Message-Id: <pan.2004.11.09.16.16.44.476922@fastmail.us>
On Tue, 09 Nov 2004 15:58:50 +0000, Uri Guttman wrote:
>>>>>> "JW" == James Willmore <jwillmore@fastmail.us> writes:
>
> JW> $a=1 if $z=~/xxxxx|yyyyy/o;
> JW> # $a=1 if $z=~/xxxxx/o or $z=~/yyyyy/o;
>
> JW> The 'o' modifier compiles the regex once, so it doesn't need to be
> JW> compiled latter on. Running the same tests on my system showed some
> JW> improvement, but not much.
>
> /o only doesn't recompile when there are variables in the regex. a fixed
> string regex like those won't get any help from /o. and in recent perls
> the regex is not recompiled if the variables haven't changed so much of
> the need for /o is gone. also with qr// to handle compiling a regex once
> and allowing its reuse, the need for /o is almost totally gone.
I didn't realize that new versions of Perl reduced the need to use /o.
Thanks.
------------------------------
Date: 9 Nov 2004 16:24:51 GMT
From: anno4000@lublin.zrz.tu-berlin.de (Anno Siegel)
Subject: Re: why is pattern matching using '|' slower than 2 separate ones?
Message-Id: <cmqr0j$uf$3@mamenchi.zrz.TU-Berlin.DE>
James Willmore <jwillmore@fastmail.us> wrote in comp.lang.perl.misc:
> On Tue, 09 Nov 2004 15:56:26 +0000, A. Sinan Unur wrote:
>
> > James Willmore <jwillmore@fastmail.us> wrote in
> > news:pan.2004.11.09.15.53.59.12888@fastmail.us:
> >
> >> On Tue, 09 Nov 2004 08:53:12 -0500, Mark Seger wrote:
> <snip>
>
> >> You might want to throw in the 'o' modifier to the regexs
> >
> > Why? There is no interpolation happening here.
>
> What harm is there in compiling a regex that doesn't do interpolation?
Huh? Are you saying that /o *compiles* a regex?
Every regex must be compiled before it is used. When there is no
interpolation, that happens once at compile time.
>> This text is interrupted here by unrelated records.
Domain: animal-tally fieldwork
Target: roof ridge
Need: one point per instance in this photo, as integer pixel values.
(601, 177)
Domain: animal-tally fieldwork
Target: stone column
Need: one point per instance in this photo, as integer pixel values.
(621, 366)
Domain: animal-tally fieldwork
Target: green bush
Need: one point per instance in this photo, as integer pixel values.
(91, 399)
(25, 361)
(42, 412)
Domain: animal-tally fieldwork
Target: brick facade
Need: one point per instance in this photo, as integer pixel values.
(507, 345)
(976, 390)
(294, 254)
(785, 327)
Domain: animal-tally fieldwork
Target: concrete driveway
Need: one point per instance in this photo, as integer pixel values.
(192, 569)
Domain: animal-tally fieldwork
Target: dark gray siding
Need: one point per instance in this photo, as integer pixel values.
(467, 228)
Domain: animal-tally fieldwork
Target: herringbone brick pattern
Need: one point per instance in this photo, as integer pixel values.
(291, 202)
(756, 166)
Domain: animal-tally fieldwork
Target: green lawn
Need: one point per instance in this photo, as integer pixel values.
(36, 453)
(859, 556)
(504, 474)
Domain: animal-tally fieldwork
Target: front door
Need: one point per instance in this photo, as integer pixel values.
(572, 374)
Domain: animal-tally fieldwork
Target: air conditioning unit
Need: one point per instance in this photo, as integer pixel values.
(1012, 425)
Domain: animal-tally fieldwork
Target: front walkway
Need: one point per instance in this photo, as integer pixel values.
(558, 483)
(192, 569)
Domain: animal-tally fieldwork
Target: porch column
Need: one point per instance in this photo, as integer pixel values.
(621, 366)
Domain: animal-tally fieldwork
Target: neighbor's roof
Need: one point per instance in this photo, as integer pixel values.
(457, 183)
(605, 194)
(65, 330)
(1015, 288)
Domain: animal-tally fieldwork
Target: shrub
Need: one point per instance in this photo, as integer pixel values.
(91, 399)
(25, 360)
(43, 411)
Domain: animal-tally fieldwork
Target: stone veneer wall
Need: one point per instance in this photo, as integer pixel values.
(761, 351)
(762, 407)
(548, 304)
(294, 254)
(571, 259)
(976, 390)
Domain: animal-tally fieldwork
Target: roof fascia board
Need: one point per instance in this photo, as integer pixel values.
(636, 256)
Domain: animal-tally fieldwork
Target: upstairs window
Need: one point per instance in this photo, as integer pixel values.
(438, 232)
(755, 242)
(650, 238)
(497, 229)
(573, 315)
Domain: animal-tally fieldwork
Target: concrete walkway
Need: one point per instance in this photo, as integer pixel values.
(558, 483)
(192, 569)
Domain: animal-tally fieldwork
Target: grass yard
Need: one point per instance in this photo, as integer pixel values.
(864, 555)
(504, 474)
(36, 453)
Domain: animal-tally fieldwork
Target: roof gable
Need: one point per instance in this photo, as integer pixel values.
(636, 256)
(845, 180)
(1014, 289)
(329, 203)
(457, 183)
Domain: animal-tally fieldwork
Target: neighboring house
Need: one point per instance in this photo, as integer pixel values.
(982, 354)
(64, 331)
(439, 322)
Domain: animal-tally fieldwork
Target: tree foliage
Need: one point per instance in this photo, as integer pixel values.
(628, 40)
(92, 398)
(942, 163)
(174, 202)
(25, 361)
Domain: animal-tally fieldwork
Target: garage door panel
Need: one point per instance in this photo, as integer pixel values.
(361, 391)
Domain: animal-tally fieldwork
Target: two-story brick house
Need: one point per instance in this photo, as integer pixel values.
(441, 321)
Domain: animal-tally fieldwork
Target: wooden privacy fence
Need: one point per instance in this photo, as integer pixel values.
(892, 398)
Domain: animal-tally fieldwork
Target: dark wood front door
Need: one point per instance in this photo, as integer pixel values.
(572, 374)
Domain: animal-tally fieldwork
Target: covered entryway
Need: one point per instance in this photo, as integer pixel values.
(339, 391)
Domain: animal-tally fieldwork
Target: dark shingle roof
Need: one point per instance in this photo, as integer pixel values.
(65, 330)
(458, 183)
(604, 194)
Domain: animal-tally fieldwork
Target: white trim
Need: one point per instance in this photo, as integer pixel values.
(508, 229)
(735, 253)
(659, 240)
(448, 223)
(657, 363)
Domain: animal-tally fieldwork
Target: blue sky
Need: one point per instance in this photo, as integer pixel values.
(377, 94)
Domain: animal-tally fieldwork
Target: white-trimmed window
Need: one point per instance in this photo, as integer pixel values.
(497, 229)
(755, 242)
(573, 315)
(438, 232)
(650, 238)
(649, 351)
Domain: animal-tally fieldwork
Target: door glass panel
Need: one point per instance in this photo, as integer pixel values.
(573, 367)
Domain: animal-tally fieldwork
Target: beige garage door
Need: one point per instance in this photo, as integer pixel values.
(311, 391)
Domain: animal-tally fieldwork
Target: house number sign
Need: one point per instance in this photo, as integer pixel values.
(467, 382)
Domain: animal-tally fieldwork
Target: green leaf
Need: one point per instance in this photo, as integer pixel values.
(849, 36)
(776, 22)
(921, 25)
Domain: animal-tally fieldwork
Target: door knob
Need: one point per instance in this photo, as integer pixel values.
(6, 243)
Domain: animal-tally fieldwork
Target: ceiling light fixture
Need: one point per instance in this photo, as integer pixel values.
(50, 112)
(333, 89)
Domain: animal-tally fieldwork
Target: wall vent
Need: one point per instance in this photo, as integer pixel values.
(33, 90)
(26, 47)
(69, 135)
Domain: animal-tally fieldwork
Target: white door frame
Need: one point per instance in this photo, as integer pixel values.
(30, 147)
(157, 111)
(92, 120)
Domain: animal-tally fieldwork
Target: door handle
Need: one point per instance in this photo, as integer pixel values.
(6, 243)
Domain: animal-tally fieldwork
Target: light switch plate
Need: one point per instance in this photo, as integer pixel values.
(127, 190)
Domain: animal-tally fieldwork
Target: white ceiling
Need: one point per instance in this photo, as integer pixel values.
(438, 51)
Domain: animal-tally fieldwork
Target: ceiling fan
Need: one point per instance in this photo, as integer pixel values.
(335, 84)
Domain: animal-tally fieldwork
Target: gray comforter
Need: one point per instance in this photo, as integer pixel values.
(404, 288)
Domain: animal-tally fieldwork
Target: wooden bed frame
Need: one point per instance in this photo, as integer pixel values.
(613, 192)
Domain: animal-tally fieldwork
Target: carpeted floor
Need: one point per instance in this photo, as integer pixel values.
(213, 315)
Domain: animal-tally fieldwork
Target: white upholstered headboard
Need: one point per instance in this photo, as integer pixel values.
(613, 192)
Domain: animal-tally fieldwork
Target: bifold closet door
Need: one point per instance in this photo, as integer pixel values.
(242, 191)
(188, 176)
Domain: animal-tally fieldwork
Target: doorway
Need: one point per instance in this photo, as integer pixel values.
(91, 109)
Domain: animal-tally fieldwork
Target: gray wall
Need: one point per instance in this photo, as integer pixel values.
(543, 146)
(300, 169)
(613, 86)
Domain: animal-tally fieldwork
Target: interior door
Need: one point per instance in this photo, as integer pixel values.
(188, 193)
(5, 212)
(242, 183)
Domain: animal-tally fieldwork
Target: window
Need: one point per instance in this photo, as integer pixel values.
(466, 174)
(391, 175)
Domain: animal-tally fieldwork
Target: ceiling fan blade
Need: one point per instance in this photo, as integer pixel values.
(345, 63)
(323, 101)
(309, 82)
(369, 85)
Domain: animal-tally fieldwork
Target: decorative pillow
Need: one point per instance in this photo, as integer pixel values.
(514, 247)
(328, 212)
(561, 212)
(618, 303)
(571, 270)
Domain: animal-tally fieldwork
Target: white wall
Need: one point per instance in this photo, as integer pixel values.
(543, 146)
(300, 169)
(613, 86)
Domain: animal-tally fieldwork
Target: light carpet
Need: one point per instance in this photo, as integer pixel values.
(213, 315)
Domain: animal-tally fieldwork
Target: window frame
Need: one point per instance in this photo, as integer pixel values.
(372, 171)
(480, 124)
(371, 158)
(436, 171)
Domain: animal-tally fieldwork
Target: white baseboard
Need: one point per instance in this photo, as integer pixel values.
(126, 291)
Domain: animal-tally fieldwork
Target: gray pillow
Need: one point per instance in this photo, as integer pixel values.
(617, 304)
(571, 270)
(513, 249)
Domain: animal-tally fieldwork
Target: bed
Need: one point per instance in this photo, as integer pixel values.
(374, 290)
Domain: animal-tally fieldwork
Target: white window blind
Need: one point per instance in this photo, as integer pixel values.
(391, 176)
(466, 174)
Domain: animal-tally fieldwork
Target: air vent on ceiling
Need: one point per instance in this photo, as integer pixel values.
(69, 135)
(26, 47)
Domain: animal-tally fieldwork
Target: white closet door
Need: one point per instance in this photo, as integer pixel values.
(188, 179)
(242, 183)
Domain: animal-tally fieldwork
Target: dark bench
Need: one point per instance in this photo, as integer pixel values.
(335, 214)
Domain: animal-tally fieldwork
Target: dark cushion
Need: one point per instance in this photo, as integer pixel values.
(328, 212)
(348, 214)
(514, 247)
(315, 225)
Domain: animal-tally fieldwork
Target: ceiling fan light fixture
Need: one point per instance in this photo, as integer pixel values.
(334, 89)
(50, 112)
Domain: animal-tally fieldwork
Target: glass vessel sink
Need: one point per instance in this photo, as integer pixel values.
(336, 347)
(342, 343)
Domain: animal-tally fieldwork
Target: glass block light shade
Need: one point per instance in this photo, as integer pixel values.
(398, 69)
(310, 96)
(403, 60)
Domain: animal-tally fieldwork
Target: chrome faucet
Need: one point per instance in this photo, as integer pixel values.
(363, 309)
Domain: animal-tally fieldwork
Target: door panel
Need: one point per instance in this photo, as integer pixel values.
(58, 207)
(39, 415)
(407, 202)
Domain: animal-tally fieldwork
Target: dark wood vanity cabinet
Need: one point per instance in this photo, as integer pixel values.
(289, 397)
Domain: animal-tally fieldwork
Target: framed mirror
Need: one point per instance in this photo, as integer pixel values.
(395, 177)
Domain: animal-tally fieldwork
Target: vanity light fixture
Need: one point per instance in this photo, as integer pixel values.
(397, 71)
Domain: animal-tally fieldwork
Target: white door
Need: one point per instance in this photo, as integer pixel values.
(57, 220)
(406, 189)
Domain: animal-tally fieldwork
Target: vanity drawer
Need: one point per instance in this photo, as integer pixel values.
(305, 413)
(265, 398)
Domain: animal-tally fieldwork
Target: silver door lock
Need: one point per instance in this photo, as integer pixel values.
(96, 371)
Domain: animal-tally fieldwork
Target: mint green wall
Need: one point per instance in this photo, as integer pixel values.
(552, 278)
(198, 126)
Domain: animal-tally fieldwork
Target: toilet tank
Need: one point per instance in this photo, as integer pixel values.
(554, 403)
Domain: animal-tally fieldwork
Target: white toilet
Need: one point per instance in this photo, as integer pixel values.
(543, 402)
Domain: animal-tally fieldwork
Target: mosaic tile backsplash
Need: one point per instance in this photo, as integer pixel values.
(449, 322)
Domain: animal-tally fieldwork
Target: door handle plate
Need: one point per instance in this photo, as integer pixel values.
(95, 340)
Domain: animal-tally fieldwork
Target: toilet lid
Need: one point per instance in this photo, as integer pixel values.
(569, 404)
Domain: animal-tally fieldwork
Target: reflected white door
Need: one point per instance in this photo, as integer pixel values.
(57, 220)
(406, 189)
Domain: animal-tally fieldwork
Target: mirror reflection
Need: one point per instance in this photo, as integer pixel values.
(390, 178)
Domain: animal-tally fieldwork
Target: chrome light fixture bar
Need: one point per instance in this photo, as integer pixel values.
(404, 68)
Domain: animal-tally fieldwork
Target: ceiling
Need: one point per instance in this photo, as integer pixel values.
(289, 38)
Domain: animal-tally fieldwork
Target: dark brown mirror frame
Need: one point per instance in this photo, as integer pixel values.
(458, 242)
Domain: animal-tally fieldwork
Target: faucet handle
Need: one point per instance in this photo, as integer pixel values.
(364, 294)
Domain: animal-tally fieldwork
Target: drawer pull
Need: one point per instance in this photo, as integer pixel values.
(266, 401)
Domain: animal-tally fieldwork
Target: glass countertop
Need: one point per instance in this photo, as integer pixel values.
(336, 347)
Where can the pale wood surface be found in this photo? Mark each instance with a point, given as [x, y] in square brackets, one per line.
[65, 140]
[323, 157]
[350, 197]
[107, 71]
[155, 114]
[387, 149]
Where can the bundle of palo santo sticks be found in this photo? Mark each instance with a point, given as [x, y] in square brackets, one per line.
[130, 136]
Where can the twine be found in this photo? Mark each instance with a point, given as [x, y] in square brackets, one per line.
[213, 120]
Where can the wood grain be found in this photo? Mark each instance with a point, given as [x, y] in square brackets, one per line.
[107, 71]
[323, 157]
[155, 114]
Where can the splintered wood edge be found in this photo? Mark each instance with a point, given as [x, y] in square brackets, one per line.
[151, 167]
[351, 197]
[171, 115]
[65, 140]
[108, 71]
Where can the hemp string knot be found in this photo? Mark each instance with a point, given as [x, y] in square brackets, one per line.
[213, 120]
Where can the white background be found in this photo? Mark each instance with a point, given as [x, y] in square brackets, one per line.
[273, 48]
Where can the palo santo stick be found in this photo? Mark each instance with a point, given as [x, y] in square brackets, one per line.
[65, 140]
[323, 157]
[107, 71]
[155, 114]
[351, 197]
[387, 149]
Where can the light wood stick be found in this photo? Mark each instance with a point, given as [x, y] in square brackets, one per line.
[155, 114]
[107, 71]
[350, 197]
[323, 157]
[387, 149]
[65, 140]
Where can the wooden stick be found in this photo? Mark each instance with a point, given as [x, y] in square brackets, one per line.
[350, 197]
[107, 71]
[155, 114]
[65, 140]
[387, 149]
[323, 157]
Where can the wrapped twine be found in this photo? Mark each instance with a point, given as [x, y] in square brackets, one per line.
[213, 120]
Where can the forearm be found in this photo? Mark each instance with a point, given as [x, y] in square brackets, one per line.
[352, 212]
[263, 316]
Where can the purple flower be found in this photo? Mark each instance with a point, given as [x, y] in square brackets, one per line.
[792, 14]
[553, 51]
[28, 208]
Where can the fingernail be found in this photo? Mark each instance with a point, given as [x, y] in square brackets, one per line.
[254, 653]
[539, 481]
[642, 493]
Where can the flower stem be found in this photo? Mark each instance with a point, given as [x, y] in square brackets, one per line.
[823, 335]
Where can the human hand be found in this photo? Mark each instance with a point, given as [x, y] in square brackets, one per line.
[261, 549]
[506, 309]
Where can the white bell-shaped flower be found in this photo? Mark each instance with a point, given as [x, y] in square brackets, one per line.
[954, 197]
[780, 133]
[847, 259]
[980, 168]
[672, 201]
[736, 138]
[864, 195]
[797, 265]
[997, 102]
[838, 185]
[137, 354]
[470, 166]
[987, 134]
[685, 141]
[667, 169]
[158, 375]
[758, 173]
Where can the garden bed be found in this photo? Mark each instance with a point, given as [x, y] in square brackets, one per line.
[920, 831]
When there is,
the regex is recompiled before each use, in case the interpolating
string has changed. /o suppresses this re-compilation. As has been
noted, newer Perls only do the re-compilation when the string has
actually changed, but /o still suppresses it.
So /o plainly has no effect at all when there is no interpolation.